How does a program know which port(s) another program is listening on? Well, it relies on preexisting agreement. By convention, some ports are ‘well-known’ to be (usually) used for certain purposes, e.g. TCP port 80 is the well-known port used by web servers to receive HTTP requests.

Because UDP datagrams and TCP segments include the source port, a listening program always knows what port on the other host to talk back to.

ICMP (Internet Control Message Protocol)

When a router or host determines that an IP packet cannot reach its destination, it sends an ICMP message back to the packet’s sender. ICMP messages state the nature of the error and include the IP packet’s header and first eight bytes of data (which will include the UDP and TCP source and destination ports).

NAT (Network Address Translation)

The main problem with IPv4 is that ~4.3 billion addresses just isn’t adequate: most people in the developed world have multiple devices they want to connect to the internet, and even if every person in the world had just one device, there wouldn’t be enough IP addresses to go around.

The primary goal of IPv6 is to fix this situation: addresses in IPv6 are 128-bits long, giving us ~3.4 x 10^38 unique addresses. That’s ~3400000000000000000000000000000000000000. A BIG number. In IPv6, every person on Earth could have trillions of addresses—far more than anyone could ever use. Sadly, it will be at least a decade before IPv6 supplants IPv4. In the meantime, we need some way for multiple devices to share a single IP address.

Enter NAT. The idea of Network Address Translation is that a router shares its IP among the hosts connected to the internet through that router. Each of these hosts is configured to use a private IP address (an address that is only unique within the local network), and the router remaps incoming and outgoing UDP and TCP port numbers such that the port numbers are unique to the local hosts. For example, say two hosts behind the router both send datagrams on UDP port 100:

  1. The router remaps the source IP address on all outgoing packets to its own ‘public’ IP address. (The private addresses of the two hosts are meaningless outside the local network, so the destination host would have no idea where to send back responses if we sent it the private addresses.)
  2. The router remaps the UDP port of all outgoing datagrams, but to different ports for different hosts: datagrams from port 100 of one host get remapped to, say, 200, while datagrams from port 100 of another host get remapped to, say, 300. The router keeps track of these mappings for some time (usually some number of days).
  3. For incoming packets, the router consults its mapping tables, e.g. UDP port A on host X is mapped to UDP port B, so any incoming datagrams addressed to UDP port B get remapped to UDP port A with destination IP address X.

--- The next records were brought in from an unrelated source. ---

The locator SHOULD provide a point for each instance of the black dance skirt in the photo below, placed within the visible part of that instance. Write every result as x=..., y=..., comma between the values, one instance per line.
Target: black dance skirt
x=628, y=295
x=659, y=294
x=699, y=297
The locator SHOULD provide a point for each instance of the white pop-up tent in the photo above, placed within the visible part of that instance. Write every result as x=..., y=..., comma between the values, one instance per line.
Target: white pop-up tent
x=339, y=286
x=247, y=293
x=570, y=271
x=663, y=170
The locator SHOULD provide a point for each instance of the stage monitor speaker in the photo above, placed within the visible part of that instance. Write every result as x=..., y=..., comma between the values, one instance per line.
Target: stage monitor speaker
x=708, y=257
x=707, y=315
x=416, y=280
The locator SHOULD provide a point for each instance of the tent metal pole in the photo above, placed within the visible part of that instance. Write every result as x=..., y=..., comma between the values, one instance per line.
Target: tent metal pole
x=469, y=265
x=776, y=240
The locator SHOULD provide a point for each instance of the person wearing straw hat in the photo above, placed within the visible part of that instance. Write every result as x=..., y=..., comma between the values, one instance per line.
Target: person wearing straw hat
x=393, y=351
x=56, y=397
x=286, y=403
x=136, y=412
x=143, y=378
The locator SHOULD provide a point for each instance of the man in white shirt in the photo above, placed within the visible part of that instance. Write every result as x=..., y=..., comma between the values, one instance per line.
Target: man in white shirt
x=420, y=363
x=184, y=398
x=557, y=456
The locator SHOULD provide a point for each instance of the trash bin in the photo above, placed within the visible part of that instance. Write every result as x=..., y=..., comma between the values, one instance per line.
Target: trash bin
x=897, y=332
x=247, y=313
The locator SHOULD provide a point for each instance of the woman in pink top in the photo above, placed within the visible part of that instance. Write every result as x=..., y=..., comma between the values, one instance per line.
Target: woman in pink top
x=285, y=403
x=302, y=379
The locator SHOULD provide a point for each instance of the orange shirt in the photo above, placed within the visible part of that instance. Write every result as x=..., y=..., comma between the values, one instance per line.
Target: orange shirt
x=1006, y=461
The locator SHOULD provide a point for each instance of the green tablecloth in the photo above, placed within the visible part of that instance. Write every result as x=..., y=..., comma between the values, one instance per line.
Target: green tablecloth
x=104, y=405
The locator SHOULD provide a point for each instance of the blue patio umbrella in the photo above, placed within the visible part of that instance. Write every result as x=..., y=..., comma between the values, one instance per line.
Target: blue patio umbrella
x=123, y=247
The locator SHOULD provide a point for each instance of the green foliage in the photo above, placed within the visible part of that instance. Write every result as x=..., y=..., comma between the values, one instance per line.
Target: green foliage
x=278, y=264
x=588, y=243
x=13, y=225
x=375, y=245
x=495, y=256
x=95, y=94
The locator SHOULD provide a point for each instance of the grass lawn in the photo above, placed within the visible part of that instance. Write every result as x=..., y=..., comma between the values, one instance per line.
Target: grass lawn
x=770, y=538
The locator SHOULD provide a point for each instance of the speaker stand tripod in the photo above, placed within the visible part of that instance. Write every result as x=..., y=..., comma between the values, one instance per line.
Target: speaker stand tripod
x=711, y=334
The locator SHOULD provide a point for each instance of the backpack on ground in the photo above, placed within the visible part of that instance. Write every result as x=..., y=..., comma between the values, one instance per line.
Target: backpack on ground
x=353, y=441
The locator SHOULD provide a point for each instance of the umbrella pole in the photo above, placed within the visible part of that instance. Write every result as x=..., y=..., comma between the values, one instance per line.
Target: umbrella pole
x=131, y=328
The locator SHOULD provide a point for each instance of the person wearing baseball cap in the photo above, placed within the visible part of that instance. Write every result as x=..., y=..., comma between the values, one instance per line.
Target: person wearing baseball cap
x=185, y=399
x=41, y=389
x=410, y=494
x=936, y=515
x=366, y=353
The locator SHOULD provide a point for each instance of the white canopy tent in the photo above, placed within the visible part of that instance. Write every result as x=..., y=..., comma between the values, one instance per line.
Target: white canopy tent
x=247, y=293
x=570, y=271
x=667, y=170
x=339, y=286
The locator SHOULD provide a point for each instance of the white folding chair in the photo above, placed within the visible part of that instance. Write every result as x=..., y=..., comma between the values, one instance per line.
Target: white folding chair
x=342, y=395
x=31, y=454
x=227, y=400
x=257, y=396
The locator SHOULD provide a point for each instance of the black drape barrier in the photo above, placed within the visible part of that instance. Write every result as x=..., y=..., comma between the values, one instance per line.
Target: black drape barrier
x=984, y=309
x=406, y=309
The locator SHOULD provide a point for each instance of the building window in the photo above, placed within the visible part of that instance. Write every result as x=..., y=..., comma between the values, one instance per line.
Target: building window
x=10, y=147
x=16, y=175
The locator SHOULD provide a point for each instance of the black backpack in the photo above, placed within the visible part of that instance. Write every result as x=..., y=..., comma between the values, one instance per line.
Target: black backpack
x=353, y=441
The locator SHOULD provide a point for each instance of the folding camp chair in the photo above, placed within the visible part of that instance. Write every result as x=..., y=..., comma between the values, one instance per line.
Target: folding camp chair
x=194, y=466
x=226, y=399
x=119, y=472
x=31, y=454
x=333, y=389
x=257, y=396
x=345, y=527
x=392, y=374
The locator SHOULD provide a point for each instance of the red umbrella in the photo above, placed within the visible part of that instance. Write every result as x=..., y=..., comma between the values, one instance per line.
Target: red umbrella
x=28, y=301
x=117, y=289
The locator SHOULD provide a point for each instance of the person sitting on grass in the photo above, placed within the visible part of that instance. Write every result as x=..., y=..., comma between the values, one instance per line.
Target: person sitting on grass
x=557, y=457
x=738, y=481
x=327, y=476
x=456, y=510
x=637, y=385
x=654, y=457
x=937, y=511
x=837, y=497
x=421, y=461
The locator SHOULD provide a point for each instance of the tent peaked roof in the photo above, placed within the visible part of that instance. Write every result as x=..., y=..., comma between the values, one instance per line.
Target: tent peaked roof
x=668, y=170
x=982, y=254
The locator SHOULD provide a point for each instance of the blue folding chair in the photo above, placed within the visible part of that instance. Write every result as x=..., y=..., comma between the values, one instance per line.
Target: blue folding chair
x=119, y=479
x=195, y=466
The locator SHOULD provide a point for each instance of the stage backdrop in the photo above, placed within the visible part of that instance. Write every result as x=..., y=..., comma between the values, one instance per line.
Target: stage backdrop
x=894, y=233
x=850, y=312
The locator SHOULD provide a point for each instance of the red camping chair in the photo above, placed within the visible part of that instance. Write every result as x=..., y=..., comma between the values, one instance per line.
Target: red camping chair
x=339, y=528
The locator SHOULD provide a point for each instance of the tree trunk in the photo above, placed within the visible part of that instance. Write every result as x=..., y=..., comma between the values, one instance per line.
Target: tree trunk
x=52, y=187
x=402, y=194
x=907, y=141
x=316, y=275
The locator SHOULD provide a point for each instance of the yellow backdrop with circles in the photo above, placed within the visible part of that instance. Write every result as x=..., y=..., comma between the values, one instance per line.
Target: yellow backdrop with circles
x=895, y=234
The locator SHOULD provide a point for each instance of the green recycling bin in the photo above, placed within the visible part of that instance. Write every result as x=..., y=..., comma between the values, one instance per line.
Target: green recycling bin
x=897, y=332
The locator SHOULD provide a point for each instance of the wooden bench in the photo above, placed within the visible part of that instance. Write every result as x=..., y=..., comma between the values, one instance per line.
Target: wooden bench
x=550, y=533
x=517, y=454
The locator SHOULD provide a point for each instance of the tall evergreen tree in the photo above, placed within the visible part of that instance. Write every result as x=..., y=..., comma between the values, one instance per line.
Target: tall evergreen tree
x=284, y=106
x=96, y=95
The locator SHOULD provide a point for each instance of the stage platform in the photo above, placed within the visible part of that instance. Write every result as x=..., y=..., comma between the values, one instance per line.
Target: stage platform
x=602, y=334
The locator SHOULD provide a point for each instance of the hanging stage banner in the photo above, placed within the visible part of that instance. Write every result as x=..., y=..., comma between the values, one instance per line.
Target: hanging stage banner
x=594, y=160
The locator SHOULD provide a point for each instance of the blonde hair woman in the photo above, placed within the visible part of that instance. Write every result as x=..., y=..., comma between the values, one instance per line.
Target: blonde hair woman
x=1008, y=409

There’s a major problem in this arrangement: we can only talk to hosts behind a NAT router if they have recently talked to us! Moreover, if two hosts are behind NAT routers, neither can directly initiate a conversation with the other. (Workarounds do exist, but most require a third host that isn’t behind a NAT, and those that don’t require a third host are very unreliable. See NAT traversal.)

When running a server, we can’t put it behind NAT because then clients wouldn’t be able to initiate communication.

IPv4 addresses are increasingly expensive, so consumer ISP’s generally provide their customers just one IP address, and many increasingly use NAT to share IP addresses between their customers. If we have multiple devices to connect, we’ll need a NAT router on our end (in which case our devices may be behind multiple layers of NAT).

Hopefully IPv6 will make NAT completely unnecessary sometime in the next decade. Until then, most hosts on the internet cannot directly communicate without help of a third host that isn’t behind a NAT, holding back development and adoption of peer-to-peer applications.